If you were to go with those options, get the T5s over compacts, the bulbs are cheaper and less heat. If you were to spend a bit more then get the halides, I love mine.. minus the heat (but they kill my fruit flies.. its a bonus).


----------



## DaFishMan (Dec 19, 2006)

Thanks AmeekPlek I'll be at Menagerie on Fri night or Sat morning anyhow so I will check out and ask about the lights, but I'm now thinking Mr Fishies has solved my problem. Does anyone know what time Harold works till on Friday ? 

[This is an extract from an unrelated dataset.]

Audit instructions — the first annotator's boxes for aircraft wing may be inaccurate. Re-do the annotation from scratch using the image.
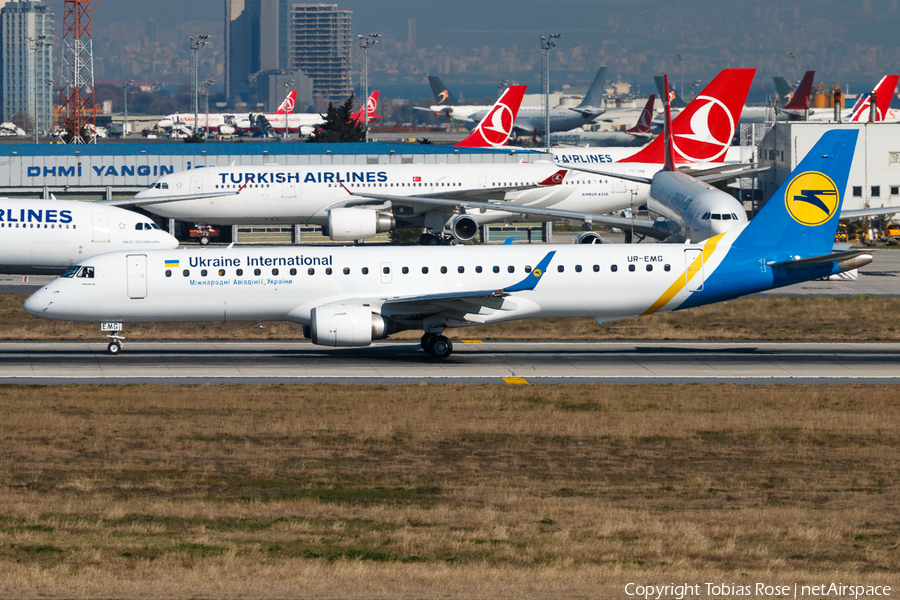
[559,163,768,185]
[339,188,673,240]
[840,205,900,219]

Mr Fishies thanks for showing me a working example of a sweet 75g plant tank that manages to not be a high maintenance nightmare. THAT is what I'm after. So I will most likely use my 96w, I may add another 96w (used for cheaper if I can still get it) on a reduced light period to boost the brazilian microswords and E augustifolius. If I end up not needing the 2nd light on the tank, I can find a way to fit it into the rack and use it there. So spending maybe $50. - $60. instead of $220. and up. So at least $160. saved I can get put towards a co2 setup. Sounds ok ?


----------



## DaFishMan (Dec 19, 2006)

Shoot Jimmy I didn't see your post till my last response. Your advice is great too. You solved a major problem for my substrate  

I think my only stem plants will be stargrass and L aromatica. The rest of my stuff is basically swords, vals, crypts, downoi, and a couple foreground plants. Most of the crypts might go into a different tank. Not sure on the scape yet, except a large driftwood in the left corner, plus my existing plants, then let if fill in. A 2x54w t5 ho in the front would sure be sweet for the foreground. Definately more to think on. This tank will be called SouthAmeraKasian II (you won't have to ask what my 40g is called) since it's a split between SA and Asian plants. First SA plants were totally it for me, then got into crypts and mosses and others. 
I could never pick one or the other so split biotope it is lol. 

I will have to learn more on ferts too. I've done enough research that I have all the hydro ferts here, and already using excel, would have to work out the dosages and if to separate micro and macro etc. When I tried to dose initially, algae broke out so I dosed incorrectly. Also would then have to be consistent with 50% water changes weekly. I do some w/c but not as often or as much as I should. Do have a python now though which helps


----------



## DaFishMan (Dec 19, 2006)

Trying to hit a happy median between Mr Fishies and JimmyJam's solution.

Trying to see if I can get this from Santa, who is sick of me talking about aquariums stuff. But YES, I've been good all year !

http://www.fishneedit.com/t5ho-4ft--2lamp-aquarium-light.html

If I don't get from Santa, I will prob buy it on my own. Also possible option to get Bigfish's 96w coralife if the existing transaction falls through. I'm liking the t5 ho option more since it's 4ft.


----------